The index constructed from the variances of the first three principal components allows policy makers to have an indicator that shows the volatility of the different fixed-income markets and how these markets react to new information and reflect the market conditions without the need to monitor the volatility of each node.

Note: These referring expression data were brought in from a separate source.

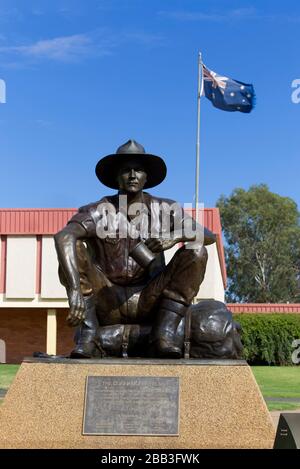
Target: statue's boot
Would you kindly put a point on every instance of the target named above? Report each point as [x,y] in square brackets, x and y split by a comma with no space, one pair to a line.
[164,336]
[86,333]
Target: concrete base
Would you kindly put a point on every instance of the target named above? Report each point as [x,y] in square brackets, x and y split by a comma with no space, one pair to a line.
[220,405]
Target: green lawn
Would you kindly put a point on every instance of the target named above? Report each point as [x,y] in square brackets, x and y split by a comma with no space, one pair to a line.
[274,381]
[278,381]
[7,374]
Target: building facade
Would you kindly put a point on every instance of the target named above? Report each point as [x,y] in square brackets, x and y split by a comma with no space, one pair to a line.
[33,303]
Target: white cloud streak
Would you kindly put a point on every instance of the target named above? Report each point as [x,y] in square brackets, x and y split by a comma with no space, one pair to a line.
[77,47]
[237,14]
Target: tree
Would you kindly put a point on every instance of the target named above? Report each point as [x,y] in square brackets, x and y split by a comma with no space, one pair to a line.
[262,249]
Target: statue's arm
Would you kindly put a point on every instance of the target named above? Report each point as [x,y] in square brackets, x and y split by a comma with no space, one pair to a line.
[183,229]
[65,243]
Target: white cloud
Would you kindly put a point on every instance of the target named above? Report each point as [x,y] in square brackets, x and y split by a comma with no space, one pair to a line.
[65,48]
[237,14]
[77,47]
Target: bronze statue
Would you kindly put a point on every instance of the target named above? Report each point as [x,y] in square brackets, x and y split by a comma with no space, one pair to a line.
[123,298]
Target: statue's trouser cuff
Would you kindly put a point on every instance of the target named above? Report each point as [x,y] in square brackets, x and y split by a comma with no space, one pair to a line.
[86,332]
[164,333]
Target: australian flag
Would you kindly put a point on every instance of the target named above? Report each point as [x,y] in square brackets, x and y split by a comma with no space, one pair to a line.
[225,93]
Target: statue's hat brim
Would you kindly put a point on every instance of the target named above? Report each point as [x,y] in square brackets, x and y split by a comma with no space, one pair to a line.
[107,168]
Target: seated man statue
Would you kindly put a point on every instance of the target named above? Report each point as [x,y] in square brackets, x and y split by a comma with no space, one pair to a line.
[111,258]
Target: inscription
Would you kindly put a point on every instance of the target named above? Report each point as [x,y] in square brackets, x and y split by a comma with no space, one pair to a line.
[123,405]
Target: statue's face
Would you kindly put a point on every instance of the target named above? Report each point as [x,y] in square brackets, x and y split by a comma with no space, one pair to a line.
[132,177]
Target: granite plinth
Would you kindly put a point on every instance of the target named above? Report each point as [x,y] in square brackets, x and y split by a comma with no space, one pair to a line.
[220,405]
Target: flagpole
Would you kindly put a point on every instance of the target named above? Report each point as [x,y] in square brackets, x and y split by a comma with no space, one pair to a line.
[198,135]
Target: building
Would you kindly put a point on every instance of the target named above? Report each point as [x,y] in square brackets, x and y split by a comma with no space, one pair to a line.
[33,304]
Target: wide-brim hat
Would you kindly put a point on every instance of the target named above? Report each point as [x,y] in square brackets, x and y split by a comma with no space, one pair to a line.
[107,168]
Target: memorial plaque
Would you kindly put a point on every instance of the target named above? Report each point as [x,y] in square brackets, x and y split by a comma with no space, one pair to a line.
[135,405]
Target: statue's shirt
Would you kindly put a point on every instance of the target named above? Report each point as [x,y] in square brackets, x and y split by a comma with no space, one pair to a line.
[113,231]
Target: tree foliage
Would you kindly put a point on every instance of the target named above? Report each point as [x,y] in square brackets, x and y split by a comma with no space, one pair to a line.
[262,249]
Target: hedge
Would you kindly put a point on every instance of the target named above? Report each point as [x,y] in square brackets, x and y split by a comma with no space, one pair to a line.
[267,338]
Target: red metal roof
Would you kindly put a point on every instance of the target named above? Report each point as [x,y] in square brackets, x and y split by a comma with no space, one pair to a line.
[48,221]
[263,308]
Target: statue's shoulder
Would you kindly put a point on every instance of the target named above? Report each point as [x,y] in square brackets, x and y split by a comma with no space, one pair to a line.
[92,207]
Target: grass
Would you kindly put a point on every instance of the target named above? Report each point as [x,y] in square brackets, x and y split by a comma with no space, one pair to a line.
[7,374]
[282,405]
[278,381]
[274,381]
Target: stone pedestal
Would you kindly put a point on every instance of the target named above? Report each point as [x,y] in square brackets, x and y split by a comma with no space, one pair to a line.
[220,405]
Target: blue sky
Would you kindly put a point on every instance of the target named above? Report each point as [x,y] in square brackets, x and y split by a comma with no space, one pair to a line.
[83,77]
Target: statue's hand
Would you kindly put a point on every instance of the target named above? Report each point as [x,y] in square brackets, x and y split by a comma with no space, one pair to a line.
[160,244]
[77,308]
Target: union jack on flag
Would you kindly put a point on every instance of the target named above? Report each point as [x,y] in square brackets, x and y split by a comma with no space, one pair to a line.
[225,93]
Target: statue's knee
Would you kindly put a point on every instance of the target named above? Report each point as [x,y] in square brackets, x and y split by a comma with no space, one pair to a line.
[82,253]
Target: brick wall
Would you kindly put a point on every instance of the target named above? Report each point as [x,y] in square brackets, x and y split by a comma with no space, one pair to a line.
[24,332]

Additionally, each of the three components provides valuable information to identify whether the increase in volatility is due to a change in the parallel-curve shift or its slope, as can occur after monetary policy decisions, or if it comes from changes in the curvature.
Finally, as an extension of the paper the GARCH will be worked with residuals with a different distribution, which is an interesting extension because in a world with linked instruments and markets, another characteristic like asymmetry can be expected. Another extension is the application of this study for an index of emerging markets.